In 1970–71, as an overseas player for South Australia, Richards scored 325 runs in a single day against Western Australia off an attack that included Dennis Lillee, Graham McKenzie, Tony Lock and Tony Mann. In that season he hit 1538 runs in 10 matches at an average of 109.8.

==Currie Cup/SuperSport Series==

Returning home to play for Natal in the next 4 seasons, he scored heavily in the Currie Cup, 1089 runs in (1971–72), 1064 runs in (1972–73), 898 runs in (1973–74) and 868 runs in (1975–76). Richards is the only player to have scored 1,000 runs in a Currie Cup season, each season consisting of only 8 matches.

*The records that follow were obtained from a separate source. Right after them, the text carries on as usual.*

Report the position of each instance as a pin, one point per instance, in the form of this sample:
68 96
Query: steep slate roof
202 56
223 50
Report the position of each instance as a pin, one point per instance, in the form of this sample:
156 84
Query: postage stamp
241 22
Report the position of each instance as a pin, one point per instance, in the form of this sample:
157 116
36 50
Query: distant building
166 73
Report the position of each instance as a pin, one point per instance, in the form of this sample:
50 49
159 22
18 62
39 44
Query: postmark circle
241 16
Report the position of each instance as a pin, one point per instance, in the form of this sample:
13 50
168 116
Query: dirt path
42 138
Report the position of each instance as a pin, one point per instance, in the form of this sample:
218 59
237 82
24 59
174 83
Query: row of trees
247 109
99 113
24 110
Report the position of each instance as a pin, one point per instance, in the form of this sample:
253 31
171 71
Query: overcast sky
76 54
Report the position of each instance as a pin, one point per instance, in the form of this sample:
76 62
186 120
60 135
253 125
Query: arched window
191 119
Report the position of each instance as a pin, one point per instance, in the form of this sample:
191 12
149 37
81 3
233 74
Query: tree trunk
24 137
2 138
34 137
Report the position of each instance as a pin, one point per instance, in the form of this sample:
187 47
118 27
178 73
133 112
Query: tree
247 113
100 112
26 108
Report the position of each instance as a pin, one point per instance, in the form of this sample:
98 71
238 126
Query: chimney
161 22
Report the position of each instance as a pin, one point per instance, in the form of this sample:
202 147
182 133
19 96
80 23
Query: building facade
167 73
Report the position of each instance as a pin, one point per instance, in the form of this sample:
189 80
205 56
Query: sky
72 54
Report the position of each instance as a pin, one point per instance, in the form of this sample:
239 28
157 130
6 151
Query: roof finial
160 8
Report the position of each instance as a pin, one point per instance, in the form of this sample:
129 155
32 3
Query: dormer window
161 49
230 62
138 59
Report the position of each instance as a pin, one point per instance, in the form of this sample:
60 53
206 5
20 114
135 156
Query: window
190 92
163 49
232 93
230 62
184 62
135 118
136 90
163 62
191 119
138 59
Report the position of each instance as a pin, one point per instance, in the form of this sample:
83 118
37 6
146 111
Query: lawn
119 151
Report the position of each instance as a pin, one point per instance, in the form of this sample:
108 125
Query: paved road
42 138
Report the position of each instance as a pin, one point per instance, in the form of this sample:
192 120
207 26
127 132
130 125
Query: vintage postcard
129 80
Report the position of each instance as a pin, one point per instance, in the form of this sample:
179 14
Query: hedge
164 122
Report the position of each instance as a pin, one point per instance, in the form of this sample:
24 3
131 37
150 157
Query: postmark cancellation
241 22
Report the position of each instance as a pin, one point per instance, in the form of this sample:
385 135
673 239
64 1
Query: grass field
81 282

==Other international ventures==

He did have the opportunity for international cricket in World Series Cricket in the summers of 1977–78 and 1978–79 in Australia playing 5 Supertests for the World XI scoring 554 runs in 5 matches. This included two centuries including 207 scored v WSC Australia on 27 January 1978 at Gloucester Park, Perth.

In South Africa, Richards was Player of the Year in 1968. He also played for South Africa in 6 unofficial "Tests", captaining the team twice. In 1984 he came out of retirement to play against the rebel West Indian touring team in South Africa. Trevor Bisseker wrote this:
"Playing at Newlands, he held the stadium enthralled for an hour, as he simply carved up everything that was delivered at him. He played with all the time in the world and the decisive quality of a master craftsman at work. Alas the spell was broken. His concentration seem to snap and the inevitable end came. That innings put Richards into his right perspective. He was the closest thing to an insurance policy against defeat that anybody could take out. Certainly, if somebody had to bat for one's life, one would choose Richards ahead of the other world greats of the 1970s, and that includes his illustrious West Indian
 namesake and Graeme Pollock."

==Later life and career==

For a number of seasons he commentated for the South African Broadcasting Corporation as well as South Africa's MNet SuperSport, before parting ways after a dispute. He has also commentated in the UK for Test Match Special, Channel 4 and Five.

Richards was chosen by Dickie Bird in his autobiography as a member of his Dream team, from all players he ever saw. Richards was also chosen by Sir Don Bradman as a member of his 20th century team as an opening batsman.